No obstante, de los malhadados cambios operados en la economía y en la sociedad venezolanas, parece pertinente resaltar otros aspectos de la referida evolución que habría que tomar en cuenta al momento de elaborar una estrategia de acción para la disidencia que se enfrenta al régimen.

En efecto, la hegemonía numérica  que el chavomadurismo ha usufructuado durante cuatro lustros y fracción llegó a su fin; ahora su ventaja se reduce a unos cuestionables cientos de miles de votos que le otorgan una precaria presencia política. Igualmente, la hegemonía que el régimen ha mantenido tanto  de la mano del que se fue como en la  del que pusieron a gobernar  y que les ha permitido a estos manejar al país como un feudo personal, se esfumó.

El desempeño como gobernante del dictador actual ha hecho patente sus grandes falencias, sus profundas limitaciones, su falta de conexión emocional con el país. Las implicaciones del mandato de Maduro no son solo políticas o históricas; también morales puesto que ha pervertido monstruosamente las necesidades del pueblo venezolano. Por siempre le corresponderá convivir con su deshonor. Ello le ha erosionado el legado recibido y le ha ocasionado también desde el interior del chavismo, fuertes rechazos a su liderazgo.
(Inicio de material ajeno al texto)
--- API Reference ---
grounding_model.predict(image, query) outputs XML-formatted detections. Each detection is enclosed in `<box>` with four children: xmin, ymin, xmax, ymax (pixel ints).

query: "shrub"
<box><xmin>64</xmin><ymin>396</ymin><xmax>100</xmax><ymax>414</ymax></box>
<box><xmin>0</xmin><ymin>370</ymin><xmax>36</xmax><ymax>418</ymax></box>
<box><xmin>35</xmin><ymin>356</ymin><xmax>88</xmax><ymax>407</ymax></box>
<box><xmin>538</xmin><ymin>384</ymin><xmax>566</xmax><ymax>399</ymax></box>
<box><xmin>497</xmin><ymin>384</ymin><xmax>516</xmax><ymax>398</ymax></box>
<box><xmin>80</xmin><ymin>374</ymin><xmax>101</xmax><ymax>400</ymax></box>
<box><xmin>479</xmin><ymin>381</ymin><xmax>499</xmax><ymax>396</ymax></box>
Ahora el dictadorzuelo tiene que reconocer, mirar y tomar en cuenta la opinión de más de la mitad del país que no comulga con los fundamentos del ideario de sociedad del régimen. Las circunstancias presentes le  imponen al improvisado dictador, de manera terminante, establecer mecanismos de diálogo con esa mayoría del país. De no hacerlo, la inviabilidad y falta de legitimidad de su gobierno con certeza  profundizarán la  total parálisis y riesgo de vida que el país muestra de forma tan dramática.
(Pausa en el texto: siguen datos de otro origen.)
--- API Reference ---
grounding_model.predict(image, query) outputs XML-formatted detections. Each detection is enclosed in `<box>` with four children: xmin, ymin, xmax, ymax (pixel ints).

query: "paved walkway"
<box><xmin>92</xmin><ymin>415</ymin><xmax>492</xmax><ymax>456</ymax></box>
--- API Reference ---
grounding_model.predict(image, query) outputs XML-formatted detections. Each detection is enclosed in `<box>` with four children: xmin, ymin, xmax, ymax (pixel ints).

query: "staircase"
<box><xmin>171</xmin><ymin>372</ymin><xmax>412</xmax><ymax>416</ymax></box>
Por tales razones, en la Venezuela de hoy el régimen y la oposición deben promover, por el bien del país, la reconciliación y la paz y ello supone fundamentalmente fortalecer institucionalmente la democracia y al Estado de Derecho tan duramente golpeados y vilipendiados durante los últimos años. Ambos deben hacer los esfuerzos necesarios para construir y fortalecer  instituciones políticas y judiciales que sean respetadas y creíbles para la solución de conflictos por la vía no violenta. Igualmente, establecer un consenso sobre los medios que resultan inaceptables emplear para la protección de los intereses propios por legítimos que estos sean.

Desde hace poco, hemos empezado a vivir una nueva era que rompe con los paradigmas del pasado que impedían a ambas partes ver la realidad, tal cual es. La verdadera  revolución que necesitamos es la de nuestro pensamiento. Solo una transición del pensamiento hacia una nueva forma de concebir el  desarrollo democrático, humano y sustentable, capaz de administrar y resolver sus conflictos de manera institucional y no violenta, es la única forma en que podemos resolver las situaciones de confrontación que a diario padecemos. Cuando hay voluntad política, incluso los obstáculos que parecen insalvables pueden tener una solución aceptable para las partes en conflicto. La reconciliación no es un asunto que podamos postergar para etapas venideras: debe ser el centro y esencia del proceso de reconstruir hoy  la convivencia  entre los venezolanos. Esa es, a mi juicio, la gran tarea que tiene por delante el liderazgo del país. Es la responsabilidad del gobierno y de la oposición que debe ser abordada de inmediato en un clima político en donde es claro que no hay un ganador y sí la posibilidad que millones de ciudadanos seamos perdedores si aceptamos pasivamente que la intolerancia, falta de visión y el odio fratricida sean los conductores del debate nacional.